Secondly, the Doñana Act consolidated the dominance of the engineering lobby in the management of the National Park. The direction of the National Park and the Biological Reserve were respectively assigned to the ICONA (Ministry of Agriculture) and the Doñana Biological Station (Spanish Research Council, Ministry of Education). Both agencies received separate mandates: ICONA should manage the Park, while the Doñana Biological Station should guarantee scientific research and monitor its conservation. The conservation of the Doñana marshes, therefore, became dependent on the institutional relationships between the Doñana Biological Station and the ICONA, which personalized the existing tensions among conservationists and old-school engineers (Valverde 2004).
Thirdly, this period was characterized by the promotion of intensive development in the immediate surroundings of the National Park, which was clearly at odds with its long-term purpose and objectives. Governmental agencies, supported by a blooming national economy, continued acquiring more territory, draining wetlands and marshes to gain agricultural lands (e.g., rice cultivation; González-Arteaga 2005), and developing irrigation schemes to feed them with both surface and groundwater. As a consequence, the last strides of pristine marshes in the immediate vicinity of the recently created National Park were transformed; the hydraulic system that fed the Park’s marshes was drained, diverted, controlled, or canalized; and the Doñana marshes became progressively dependent on a completely artificial water management regime, which has lasted until today (Figure 4).

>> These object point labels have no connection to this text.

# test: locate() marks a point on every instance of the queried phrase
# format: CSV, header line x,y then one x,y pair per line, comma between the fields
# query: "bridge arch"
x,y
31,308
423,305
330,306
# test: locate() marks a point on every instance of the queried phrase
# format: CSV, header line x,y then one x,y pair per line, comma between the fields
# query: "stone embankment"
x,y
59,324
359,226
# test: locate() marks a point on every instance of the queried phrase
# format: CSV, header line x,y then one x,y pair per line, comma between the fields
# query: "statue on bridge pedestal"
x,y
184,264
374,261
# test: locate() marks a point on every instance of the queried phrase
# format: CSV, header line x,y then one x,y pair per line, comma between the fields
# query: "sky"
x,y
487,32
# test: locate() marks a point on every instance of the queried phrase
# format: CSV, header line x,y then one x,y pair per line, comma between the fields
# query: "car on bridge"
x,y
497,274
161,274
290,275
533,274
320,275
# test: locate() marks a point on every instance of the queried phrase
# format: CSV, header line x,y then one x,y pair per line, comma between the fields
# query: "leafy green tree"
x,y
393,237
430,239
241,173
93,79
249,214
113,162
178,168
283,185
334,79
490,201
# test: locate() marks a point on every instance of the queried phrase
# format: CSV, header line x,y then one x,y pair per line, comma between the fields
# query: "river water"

During the 1980s and the 1990s, the synchronized K-phase regimes proved their ever-increasing institutional resilience by surviving several Ω-type crises (Fig. 3, point 12), including:
- the operational crisis caused, in the late 1980s, by the defective design of the Doñana Hydraulic Regeneration Plan, which failed to restore the intended water inflows and left behind inefficient infrastructure (e.g., channels, sluices; Casas and Urdiales 1995);
- the ecological, operational and political crisis caused by the recurrence of massive waterfowl mortalities, during the early and mid 1980s (“botulism crises”, Amezaga and Santamaría 2000, Fernández-Delgado 2006);
- the ecological, operational and political crisis caused, in 1998, by the accident at Los Frailes metalliferous mine, which contaminated the Guadiamar River and the Doñana Natural and National Parks (Grimalt et al. 1999, García and Marín 2006).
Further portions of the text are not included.